Maui’s rural areas today still feature many stone contour bunds, which were built by native Hawaiian communities five centuries ago. Maui used to have a traditional ‘Auwai’ system of channeling water from local streams to supply a fishpond or ‘Taro’ patches of agricultural land. Karo-Talo is a root vegetable which is considered to be one of the world’s first cultivated crops, and in Maui it was grown in agricultural patches within a wetland area, irrigated from rivers and streams with gravity fed irrigation channels.
However, with the expansion of plantation agriculture on Maui, and followed by a rapid expansion of a water-hungry tourist industry, a lot of pressure has been placed on water resources. When the West Maui Land Company wrote to Kaleo Manuel, a member of the State Commission on Water Resource Management to request the release of water for the private reservoir, the delay in response was interpreted by some companies as an example of the government leaning too much towards the protection of traditional water rights. Kaloe Manuel has since then been ‘redeployed’ to other tasks, a move which has angered many native Hawaiian farmers, who see the letter as a pretext to reallocate water in favour of the agricultural companies.

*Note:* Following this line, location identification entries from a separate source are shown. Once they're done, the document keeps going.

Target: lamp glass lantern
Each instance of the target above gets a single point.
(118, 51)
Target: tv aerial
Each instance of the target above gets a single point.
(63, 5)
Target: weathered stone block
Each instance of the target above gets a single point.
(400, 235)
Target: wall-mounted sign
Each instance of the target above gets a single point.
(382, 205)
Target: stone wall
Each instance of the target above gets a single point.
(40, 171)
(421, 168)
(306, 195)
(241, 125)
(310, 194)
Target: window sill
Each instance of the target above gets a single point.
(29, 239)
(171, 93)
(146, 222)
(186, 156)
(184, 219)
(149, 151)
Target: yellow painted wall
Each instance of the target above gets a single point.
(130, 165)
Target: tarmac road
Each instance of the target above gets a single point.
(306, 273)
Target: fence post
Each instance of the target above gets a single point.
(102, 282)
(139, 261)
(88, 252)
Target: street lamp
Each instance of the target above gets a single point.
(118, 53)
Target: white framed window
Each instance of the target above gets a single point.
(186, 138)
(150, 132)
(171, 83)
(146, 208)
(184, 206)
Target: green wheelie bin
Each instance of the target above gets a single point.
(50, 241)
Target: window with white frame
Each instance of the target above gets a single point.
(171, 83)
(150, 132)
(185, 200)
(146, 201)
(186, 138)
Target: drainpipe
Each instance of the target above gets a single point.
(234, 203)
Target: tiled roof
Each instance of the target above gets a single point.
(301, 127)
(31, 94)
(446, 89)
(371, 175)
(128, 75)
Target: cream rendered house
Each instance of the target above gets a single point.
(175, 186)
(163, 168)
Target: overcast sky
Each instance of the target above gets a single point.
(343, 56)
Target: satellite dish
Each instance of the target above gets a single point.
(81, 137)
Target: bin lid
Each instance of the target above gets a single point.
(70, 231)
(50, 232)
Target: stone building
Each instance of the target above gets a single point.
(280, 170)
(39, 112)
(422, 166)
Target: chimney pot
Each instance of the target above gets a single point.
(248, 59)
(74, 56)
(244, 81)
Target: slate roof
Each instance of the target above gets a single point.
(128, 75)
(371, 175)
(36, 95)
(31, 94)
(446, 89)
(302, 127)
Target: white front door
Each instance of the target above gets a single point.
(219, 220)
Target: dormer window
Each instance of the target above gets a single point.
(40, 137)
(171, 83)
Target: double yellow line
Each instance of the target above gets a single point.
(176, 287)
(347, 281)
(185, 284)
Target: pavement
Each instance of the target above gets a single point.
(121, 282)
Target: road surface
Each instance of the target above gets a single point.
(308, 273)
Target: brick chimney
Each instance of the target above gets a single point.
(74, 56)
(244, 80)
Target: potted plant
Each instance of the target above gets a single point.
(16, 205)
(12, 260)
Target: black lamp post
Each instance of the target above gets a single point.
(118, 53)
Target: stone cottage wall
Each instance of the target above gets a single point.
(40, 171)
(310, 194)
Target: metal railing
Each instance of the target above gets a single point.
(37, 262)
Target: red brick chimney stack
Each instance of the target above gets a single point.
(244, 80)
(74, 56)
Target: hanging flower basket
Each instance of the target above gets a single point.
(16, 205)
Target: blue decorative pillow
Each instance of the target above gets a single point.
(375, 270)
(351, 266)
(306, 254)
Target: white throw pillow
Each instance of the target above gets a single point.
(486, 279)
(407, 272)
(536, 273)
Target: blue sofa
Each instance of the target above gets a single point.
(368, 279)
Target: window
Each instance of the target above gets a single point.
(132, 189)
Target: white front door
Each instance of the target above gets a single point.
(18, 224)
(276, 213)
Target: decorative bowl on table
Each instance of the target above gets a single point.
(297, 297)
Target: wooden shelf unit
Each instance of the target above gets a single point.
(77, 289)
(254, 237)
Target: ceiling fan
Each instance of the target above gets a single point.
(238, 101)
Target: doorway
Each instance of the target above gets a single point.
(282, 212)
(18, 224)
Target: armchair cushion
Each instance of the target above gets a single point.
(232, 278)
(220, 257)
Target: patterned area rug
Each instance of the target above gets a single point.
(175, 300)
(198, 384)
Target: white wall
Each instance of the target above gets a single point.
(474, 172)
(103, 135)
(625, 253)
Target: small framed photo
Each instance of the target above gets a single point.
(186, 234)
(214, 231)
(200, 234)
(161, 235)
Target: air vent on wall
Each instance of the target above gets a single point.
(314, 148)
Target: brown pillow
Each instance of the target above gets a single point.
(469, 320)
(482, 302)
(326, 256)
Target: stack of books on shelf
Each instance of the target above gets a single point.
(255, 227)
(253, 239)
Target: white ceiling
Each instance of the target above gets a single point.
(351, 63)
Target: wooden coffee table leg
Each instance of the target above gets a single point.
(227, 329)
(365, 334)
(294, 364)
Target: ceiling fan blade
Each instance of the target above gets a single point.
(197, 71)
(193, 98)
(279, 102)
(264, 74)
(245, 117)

It is difficult to retroactively chart the draining of Maui’s wetlands in the absence of sufficient historical data. Some researchers have estimated that coastal wetlands in Hawaii have lost some 44% of their original area, as compared to only 3% in upland areas: therefore, it is indeed the agricultural plains that the greatest biodiversity and water loss has been suffered. Historical reports refer to lush plains peppered with wetlands and in which aquaculture was practiced traditionally for centuries. In the wake of the disaster, the stakes of the agricultural corporations are currently still pitted against conservation movements such as the Green New Deal Network which seek to reinvest in climate resilient, sustainable and inclusive forms of development which aim to reduce the level of risk to nature and to communities from current practices in natural resources governance.